Council acknowledged officially what everyone who ever goes downtown has realized for months – the Fountain Square project will not be finished on time. Set to conclude Dec. 1, the project deadline was extended by change order through May 1, 2018. At least there is no cost associated with the added time.
The reason, according to the staff memo: “Several factors including delays in receiving an Illinois Department of Public Health permit for the fountain construction and extended lead-times for procurement of the memorial wall glazing. …” The contractor promises to finish everything but the Memorial Wall on time, by Dec. 1, but the wall will have to wait until next year.
Solid waste collection contracts remain in limbo. Director of Public Works Dave Stoneback announced that on Sept. 22, “one of the proposers ‘qualified’ their proposal.” He would not reveal any details, just asked that staff be given the chance to review the proposal with Corporation Counsel.
“Sanitation is something everybody in the City has to embrace,” said Ald. Rainey. She asked for an analysis showing how increased costs for garbage and recycling collection would impact either a resident’s water bill, should the increase pass to water customers directly, or a property owners’ property tax bill, should the increased costs come out of the general fund. She renewed her call that all increases stay on the tax bill permitting property owners to at least write off local taxes on their federal income tax returns. Water bills cannot be written off, but local taxes are permitted deductions.
Mr. Bobkiewicz promised to “narrow down some of these options no matter how you fund them. … Hopefully, we do this every five years [when contracts come up] and will be done with it.”

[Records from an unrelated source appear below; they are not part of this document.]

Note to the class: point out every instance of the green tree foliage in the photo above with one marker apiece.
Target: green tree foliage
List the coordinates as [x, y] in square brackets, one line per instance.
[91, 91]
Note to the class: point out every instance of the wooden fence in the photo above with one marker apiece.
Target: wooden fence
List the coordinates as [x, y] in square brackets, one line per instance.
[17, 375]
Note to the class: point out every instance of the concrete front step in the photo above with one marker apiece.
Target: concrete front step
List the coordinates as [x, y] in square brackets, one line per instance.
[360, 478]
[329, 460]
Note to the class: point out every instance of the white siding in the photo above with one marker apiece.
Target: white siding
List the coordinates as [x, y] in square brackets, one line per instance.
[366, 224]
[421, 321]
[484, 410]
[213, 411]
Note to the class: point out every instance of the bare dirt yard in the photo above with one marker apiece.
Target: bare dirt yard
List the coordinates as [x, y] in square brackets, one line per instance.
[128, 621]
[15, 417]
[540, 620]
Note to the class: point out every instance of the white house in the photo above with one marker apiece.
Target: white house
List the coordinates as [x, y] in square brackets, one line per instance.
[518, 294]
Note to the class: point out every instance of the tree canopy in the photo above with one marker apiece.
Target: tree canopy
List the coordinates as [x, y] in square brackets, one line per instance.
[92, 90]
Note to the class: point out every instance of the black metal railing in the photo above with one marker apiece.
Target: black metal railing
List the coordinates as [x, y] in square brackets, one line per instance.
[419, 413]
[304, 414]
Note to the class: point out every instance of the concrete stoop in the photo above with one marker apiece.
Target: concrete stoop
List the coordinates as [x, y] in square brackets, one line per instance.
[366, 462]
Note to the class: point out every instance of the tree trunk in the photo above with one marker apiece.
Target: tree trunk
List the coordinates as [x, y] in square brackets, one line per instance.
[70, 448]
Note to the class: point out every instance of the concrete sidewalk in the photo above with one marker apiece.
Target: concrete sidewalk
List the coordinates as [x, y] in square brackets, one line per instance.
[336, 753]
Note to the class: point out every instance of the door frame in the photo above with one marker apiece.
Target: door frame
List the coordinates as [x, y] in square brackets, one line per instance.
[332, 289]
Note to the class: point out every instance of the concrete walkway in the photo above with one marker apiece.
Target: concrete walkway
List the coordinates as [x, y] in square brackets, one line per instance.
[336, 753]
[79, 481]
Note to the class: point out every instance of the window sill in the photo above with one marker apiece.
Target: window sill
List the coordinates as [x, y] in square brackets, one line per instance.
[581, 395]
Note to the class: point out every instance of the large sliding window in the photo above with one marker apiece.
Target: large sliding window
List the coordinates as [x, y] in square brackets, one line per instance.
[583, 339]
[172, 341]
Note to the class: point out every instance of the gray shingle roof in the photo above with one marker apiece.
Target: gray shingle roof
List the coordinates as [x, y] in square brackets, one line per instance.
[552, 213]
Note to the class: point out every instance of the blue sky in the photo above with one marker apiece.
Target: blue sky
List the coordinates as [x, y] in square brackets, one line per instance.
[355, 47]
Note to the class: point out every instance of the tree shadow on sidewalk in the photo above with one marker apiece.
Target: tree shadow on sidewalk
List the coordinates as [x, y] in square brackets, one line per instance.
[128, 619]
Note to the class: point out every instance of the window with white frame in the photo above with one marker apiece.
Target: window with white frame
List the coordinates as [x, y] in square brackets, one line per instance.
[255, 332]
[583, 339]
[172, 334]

City Council members gave up their power to arrest people, one of several police powers bestowed upon the aldermen by an archaic state law. “This is basically an antiquated power that we do not believe should lie with Aldermen and the City Clerk,” said Assistant Corporation Council Michelle Masoncup. Council suspended the rules removing their power, and the power of the City Clerk, to arrest Evanstonians.
“But we can still carry guns?” asked Ald. Rainey.

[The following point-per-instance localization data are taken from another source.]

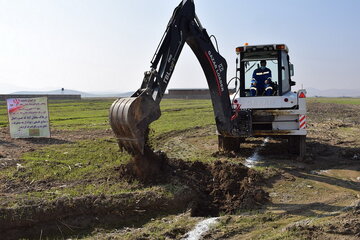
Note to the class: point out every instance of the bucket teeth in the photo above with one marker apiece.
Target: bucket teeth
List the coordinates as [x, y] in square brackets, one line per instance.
[130, 119]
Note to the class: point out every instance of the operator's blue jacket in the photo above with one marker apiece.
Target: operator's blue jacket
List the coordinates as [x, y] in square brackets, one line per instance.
[260, 76]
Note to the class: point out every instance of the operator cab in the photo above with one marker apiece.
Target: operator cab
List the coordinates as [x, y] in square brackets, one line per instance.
[277, 60]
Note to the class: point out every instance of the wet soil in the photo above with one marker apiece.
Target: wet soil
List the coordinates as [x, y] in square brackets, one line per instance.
[320, 186]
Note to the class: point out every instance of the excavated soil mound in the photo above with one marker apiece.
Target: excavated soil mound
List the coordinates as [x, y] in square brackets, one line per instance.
[219, 187]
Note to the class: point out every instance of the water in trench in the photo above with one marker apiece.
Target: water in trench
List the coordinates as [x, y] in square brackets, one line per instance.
[200, 229]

“With proper training,” said Mr. Bobkiewicz.
“Well, if we can still carry guns …,” replied Ald. Rainey, and then voted yes.
Mr. Bobkiewicz suggested Council receive a proposed library capital improvement plan at a later date. He said the library has been devoted time to its Main Library renovation proposal, and is ahead in the planning phase of most City capital projects. He suggested setting aside one evening to talk about all City capital projects, including the library’s. “The library is ready to go,” he said.

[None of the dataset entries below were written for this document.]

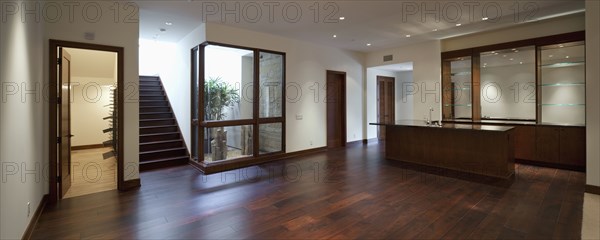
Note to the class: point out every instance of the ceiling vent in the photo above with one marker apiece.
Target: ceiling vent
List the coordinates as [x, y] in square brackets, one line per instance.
[388, 58]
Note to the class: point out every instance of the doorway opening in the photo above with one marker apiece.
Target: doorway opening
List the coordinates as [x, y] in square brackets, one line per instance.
[86, 88]
[336, 109]
[386, 103]
[391, 97]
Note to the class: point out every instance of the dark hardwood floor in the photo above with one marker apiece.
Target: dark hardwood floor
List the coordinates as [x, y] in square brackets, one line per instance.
[340, 194]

“Will you host any public meetings at the library?” asked Alderman Peter Braithwaite, 2nd Ward.
“We have been discussing these proposed renovations at our monthly board meeting” over the past year or so, said Library Director Karen Danczak Lyons. All board meetings are open to the public and the agendas are posted well ahead of each meeting. Director Lyons told the RoundTable the renovations would cost about $11 million, but the cost may have little impact on residents’ tax bills because current debt service being paid on the original bonds used to build the main library building are being satisfied. The project may be expenditure neutral depending on bond rates, she said, though the details are not yet known.